Join a fast-growing team

As a Data Engineer in the Data Engineering & Analytics team, you will develop data & analytics solutions that sit atop vast datasets gathered by retail stores, restaurants, banks, and other consumer-focused companies. The challenge will be to create high-performance algorithms, cutting-edge analytical techniques including machine learning and artificial intelligence, and intuitive workflows that allow our users to derive insights from big data that in turn drive their businesses. You will have the opportunity to create high-performance analytic solutions based on data sets measured in the billions of transactions and front-end visualizations to unleash the value of big data.

You will have the opportunity to develop data-driven innovative analytical solutions and identify opportunities to support business and client needs in a quantitative manner and facilitate informed recommendations/decisions through activities like building ML models, automated data pipelines, designing data architecture/schema, performing jobs in big data cluster by using different execution engines and program languages such as Hive/Impala, Python, Spark, R, etc.

Your Role
  • Drive the evolution of Data & Services products/platforms with an impact-focused on data science and engineering
  • Designing machine learning systems and self-running artificial intelligence (AI) software to automate predictive models.

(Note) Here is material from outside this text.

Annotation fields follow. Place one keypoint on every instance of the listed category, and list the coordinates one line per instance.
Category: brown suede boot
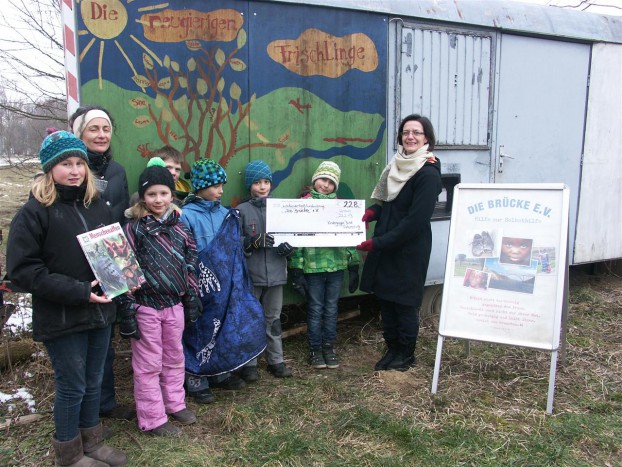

  • Ensuring that algorithms generate accurate user recommendations.
  • Turning unstructured data into useful information by auto-tagging images and text-to-speech conversions.
  • Solving complex problems with multi-layered data sets, as well as optimizing existing machine learning libraries and frameworks.

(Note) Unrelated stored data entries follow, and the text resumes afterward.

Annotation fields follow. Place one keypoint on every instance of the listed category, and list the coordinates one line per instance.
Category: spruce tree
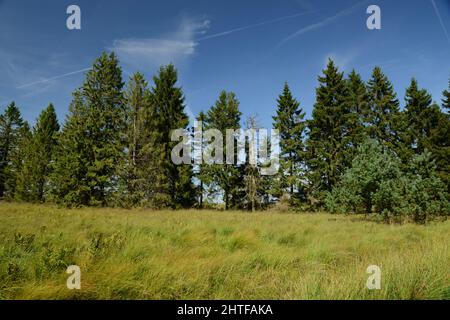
(10, 134)
(91, 146)
(326, 145)
(175, 186)
(17, 156)
(291, 126)
(135, 169)
(38, 154)
(385, 118)
(201, 174)
(225, 115)
(357, 119)
(417, 116)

  • Provide support for deployed data applications and analytical models by being a trusted advisor to Data Scientists and other data consumers by identifying data problems and guiding issue resolution with partner Data Engineers and source data providers.
  • Ensure proper data governance policies are followed by implementing or validating Data Lineage, Quality checks, classification, etc.
  • Discover, ingest, and incorporate new sources of real-time, streaming, batch, and API-based data into our platform to enhance the insights we get from running tests and expand the ways and properties on which we can test
  • Experiment with new tools to streamline the development, testing, deployment, and running of our data pipelines.
  • Maintain awareness of relevant technical and product trends through self-learning/study, training classes and job shadowing.
  • Participate in the development of data and analytic infrastructure for product development
  • Continuously innovate and determine new approaches, tools, techniques & technologies to solve business problems and generate business insights & recommendations
  • Partner with roles across the organization including consultants, engineering, and sales to determine the highest priority problems to solve
  • Evaluate trade-offs between many possible analytics solutions to a problem, taking into account usability, technical feasibility, timelines, and differing stakeholder opinions to make a decision
  • Break large solutions into smaller, releasable milestones to collect data and feedback from product managers, clients, and other stakeholders
  • Evangelize releases to users, incorporating feedback, and tracking usage to inform future development
  • Work with small, cross-functional teams to define the vision, establish team culture and processes
  • Consistently focus on key drivers of organization value and prioritize operational activities accordingly
  • Escalate technical errors or bugs detected in project work
  • Maintain awareness of relevant technical and product trends through self-learning/study, training classes, and job shadowing.